The mystery of the disappearance of Ralph and Rowena Birdsall weighed on Mr. Howbridge’s mind continually. He did not often let the trouble come to the surface, however, being desirous of giving the young people with him a good time.

The surprise in store for them added zest to the enjoyment of the nice luncheon at the Culberton hotel. At half past two they all trooped out of the hotel, bags in hand, and instead of returning to the railway station, set off down the hill toward the docks.

“Are we going by steamer?” Agnes wanted to know. “Is there a channel open through the ice? I never did!”

“If there were two feet of ice on the Arlington Pond so that they could not drag it for the poor Birdsall twins,” Ruth said, “surely this lake must be frozen quite as thick.”

“But there’s a sailboat! I see one!” cried Tess, pointing between the buildings as they approached the waterfront.

“And there’s another,” said Sammy. “Oh, Je-ru-sa-lem! Looky, Aggie!
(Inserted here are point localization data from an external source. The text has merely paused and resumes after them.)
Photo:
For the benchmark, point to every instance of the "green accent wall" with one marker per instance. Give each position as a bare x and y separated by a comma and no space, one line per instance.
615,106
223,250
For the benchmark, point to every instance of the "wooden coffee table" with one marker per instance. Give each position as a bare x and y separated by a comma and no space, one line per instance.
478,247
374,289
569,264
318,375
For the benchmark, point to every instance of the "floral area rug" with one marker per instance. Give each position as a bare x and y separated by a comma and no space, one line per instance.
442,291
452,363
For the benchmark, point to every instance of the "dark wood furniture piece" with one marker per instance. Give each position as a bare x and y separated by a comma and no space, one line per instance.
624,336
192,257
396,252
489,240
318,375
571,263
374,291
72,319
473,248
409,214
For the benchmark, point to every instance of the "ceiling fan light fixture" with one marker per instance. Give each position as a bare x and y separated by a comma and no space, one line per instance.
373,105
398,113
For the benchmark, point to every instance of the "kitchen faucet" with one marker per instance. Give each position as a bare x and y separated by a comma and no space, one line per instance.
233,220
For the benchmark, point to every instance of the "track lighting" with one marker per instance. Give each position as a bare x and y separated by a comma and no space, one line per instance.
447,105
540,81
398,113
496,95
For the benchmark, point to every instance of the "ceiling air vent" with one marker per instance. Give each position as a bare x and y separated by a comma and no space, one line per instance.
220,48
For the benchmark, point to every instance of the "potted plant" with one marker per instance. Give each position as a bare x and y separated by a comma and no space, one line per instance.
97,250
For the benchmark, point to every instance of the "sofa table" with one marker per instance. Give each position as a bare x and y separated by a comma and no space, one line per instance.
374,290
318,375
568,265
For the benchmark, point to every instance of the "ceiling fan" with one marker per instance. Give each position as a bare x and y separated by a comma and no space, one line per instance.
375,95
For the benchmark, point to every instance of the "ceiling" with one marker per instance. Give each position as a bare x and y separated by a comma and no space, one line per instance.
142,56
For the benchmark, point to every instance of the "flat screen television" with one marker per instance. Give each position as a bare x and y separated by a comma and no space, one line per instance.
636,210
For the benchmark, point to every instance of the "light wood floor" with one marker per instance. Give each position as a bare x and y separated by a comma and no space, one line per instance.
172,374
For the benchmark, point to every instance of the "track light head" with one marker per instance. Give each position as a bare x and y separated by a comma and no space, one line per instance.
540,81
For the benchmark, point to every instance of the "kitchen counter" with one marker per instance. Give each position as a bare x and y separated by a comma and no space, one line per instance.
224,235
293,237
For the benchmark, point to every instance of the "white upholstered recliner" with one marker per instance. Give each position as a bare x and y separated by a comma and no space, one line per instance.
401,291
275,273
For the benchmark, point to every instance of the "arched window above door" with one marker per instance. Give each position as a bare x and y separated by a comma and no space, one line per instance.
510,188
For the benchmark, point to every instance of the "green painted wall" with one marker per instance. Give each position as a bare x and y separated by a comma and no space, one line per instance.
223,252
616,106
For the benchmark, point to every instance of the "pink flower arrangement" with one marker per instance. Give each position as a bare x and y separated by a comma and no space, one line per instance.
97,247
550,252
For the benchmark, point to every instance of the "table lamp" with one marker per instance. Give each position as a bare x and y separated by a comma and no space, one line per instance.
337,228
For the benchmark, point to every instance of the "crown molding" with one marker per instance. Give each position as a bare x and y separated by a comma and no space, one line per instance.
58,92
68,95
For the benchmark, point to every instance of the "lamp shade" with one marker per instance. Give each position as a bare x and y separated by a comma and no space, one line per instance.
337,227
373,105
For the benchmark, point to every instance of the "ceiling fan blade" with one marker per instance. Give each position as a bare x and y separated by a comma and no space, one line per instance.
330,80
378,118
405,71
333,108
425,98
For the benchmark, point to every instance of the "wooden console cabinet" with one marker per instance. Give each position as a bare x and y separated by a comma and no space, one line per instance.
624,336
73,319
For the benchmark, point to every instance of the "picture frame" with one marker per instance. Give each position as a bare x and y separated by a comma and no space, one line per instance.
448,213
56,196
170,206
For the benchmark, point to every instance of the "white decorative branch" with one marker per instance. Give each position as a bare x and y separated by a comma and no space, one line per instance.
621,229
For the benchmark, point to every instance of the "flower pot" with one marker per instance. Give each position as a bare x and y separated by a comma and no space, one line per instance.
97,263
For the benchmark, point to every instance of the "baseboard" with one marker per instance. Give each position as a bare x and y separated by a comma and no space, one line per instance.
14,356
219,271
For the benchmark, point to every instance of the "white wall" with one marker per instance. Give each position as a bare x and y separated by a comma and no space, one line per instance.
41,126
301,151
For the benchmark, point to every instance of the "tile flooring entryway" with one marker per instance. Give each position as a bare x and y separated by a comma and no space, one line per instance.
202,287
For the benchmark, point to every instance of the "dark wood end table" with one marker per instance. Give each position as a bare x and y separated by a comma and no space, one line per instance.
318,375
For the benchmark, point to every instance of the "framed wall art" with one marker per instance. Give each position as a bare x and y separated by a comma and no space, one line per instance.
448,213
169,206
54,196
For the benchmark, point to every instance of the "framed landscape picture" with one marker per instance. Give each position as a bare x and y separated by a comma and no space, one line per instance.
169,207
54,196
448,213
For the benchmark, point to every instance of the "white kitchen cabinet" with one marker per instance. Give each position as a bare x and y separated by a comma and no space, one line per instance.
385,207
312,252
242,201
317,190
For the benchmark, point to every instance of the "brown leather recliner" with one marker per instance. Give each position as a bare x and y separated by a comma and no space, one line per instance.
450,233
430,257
That boat’s sailing on the ice!”

“Oh-ee!” squealed Agnes, clasping her hands and letting her bag fall to the ground. “Ice-boats! Neale! Are they really ice-boats?”

“And are we going to sail on them?” murmured Ruth.

“For mercy’s sake!” gasped the housekeeper. “Here’s a fine thing! Have you gone daft, Mr. Howbridge?”

“It will be a new experience for you and me, Mrs. MacCall,” said the lawyer calmly. “But they tell me it is very invigorating.”

“It’s the nearest thing to flying, as far as the sensation goes, that there is, I guess,” Luke Shepard put in.

“I used to have a scooter when we were in winter quarters,” said Neale O’Neil to Agnes. “Don’t be afraid, Aggie.”

“Oh, I won’t be afraid if you are along, Neale,” promptly declared the little beauty. “I know you will take care of me.”

“You bet!” responded Neale, his eyes shining.

As they came down to the big wharf the party got a better view of the lake front. There were at least a dozen ice-boats, large and small, in motion. Those farthest out from the shore had caught the full sweep of the wind and were darting about, as Mrs. MacCall said, like water-bugs on the surface of a pond.

Ruth looked around keenly as they came out on the wharf.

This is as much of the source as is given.